House debates
Thursday, 21 February 2008
Questions without Notice
Regional Partnerships Program
2:48 pm
Richard Marles (Corio, Australian Labor Party) Share this | Link to this | Hansard source
My question is to the Minister for Infrastructure, Transport, Regional Development and Local Government. Will the minister update the House on the government’s commitments to regional Australia in light of the Australian National Audit Office report on Regional Partnerships released last year?
Anthony Albanese (Grayndler, Australian Labor Party, Leader of the House) Share this | Link to this | Hansard source
I thank the member for Corio for his question. Indeed, the Australian National Audit Office report which came out last year, three volumes of it, has page after page indicating the failure of the National Party, in particular, to conduct its regional programs in an appropriate manner. What this documents, according to the Audit Office, is:
The manner in which the program has been administered over the three-year period to 30 June 2006 examined by ANAO had fallen short of an acceptable standard of public administration.
That is an underestimation, because what this report showed was that in 2004, in a 51-minute spending spree just before they went into caretaker mode, the former parliamentary secretary, the former member for Dawson, approved 16 projects worth $3.3 million—16 projects in 51 minutes. But you would think maybe that the government of the time might have learnt something from that process. Upon coming to this job, I have been asking questions of my department about these processes, and what happened in the week before the 2007 election was called? They approved 32 Regional Partnerships projects—32 worth $5½ million. Not surprisingly, consistent with the way that they confused taxpayers’ funds with National Party funds, 28 of these projects were in National and Liberal Party seats.
In November 2007, the member for Lyons, the then minister, admitted that there was room for improvement, but he had already approved some $650,000 for projects in his own electorate that year. One-third of taxpayer funds went to projects in only 10 coalition electorates. The Audit Office found that they approved projects where no funding application was received. They fast-tracked projects, they fast-tracked assessments, when it suited them.

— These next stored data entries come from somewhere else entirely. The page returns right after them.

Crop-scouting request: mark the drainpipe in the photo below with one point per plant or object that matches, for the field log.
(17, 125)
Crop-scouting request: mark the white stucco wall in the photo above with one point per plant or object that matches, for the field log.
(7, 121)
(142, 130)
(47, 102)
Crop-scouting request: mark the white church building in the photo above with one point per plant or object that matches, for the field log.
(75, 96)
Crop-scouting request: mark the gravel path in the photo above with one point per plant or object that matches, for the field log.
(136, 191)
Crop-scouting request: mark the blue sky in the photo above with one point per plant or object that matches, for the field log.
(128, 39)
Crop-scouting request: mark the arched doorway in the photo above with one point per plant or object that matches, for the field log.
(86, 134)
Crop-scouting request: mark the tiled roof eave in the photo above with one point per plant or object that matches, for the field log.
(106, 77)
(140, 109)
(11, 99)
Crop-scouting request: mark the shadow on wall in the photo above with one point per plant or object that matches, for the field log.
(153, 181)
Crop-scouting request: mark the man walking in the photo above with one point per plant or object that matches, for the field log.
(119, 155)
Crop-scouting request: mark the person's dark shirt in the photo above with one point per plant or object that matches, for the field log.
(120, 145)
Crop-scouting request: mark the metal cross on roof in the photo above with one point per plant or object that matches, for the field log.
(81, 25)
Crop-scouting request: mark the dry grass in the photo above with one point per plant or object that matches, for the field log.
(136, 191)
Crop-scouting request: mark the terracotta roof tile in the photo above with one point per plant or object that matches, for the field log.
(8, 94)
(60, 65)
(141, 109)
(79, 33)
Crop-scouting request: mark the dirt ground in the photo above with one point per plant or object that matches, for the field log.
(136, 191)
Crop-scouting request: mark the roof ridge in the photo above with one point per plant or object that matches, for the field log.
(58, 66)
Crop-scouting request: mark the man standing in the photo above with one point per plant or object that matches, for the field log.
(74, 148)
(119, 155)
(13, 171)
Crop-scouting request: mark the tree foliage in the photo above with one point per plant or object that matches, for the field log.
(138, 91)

No wonder that I am calling the Audit Office the ‘Nationals Audit Office’, because for report after report what we find is an outrageous abuse of taxpayers’ funds. And what’s more, they wasted taxpayers’ funds on red tape. It cost 20c in every dollar just on administering this program.
We know that the community youth outreach centre in Wide Bay was funded in 2005 within one day of an application being lodged. In 2004 a health complex in Maranoa was funded within one day of an application being lodged. Then there is the Keith Seeds grant of $571,000. This was a grant paid to a commercial company for installing equipment. Even though the department recommended against funding this project not once but twice, the minister intervened to overturn that, and it was only later on that we found out that the local MP, the member for Barker, who wrote a letter of support for the application, was actually a shareholder in the company that got the grant.
Luke Hartsuyker (Cowper, National Party, Deputy Leader of Opposition Business in the House) Share this | Link to this | Hansard source
Mr Speaker, a point of order on relevance: the question referred to the ANAO report, not this long diatribe.
Anthony Albanese (Grayndler, Australian Labor Party, Leader of the House) Share this | Link to this | Hansard source
It is all in the ‘National’s Audit Office’ report. There was $1.05 million—this is a beauty—paid to the Gunnedah ethanol plant. As regional development minister, I might want to go and have a look at this plant, but it is pretty hard because, although $1.05 million of the $1.2 million grant which was agreed in August 2004 has been paid, nothing has happened. There is no plant there. Over $1 million of taxpayers’ funds have been paid—and an application supported by the chief of staff to the then Leader of the National Party, even though he was not the relevant minister at the time. It goes on. There is example after example. In the interests of brevity we might roll them out two or three at a time, because this is very interesting reading and I recommend it to every member on both sides of the parliament. A Rudd Labor government is committed to proper funding for regional development programs—proper funding on the basis of proper consideration, not on the basis of short-term partisan political fixes by the National Party.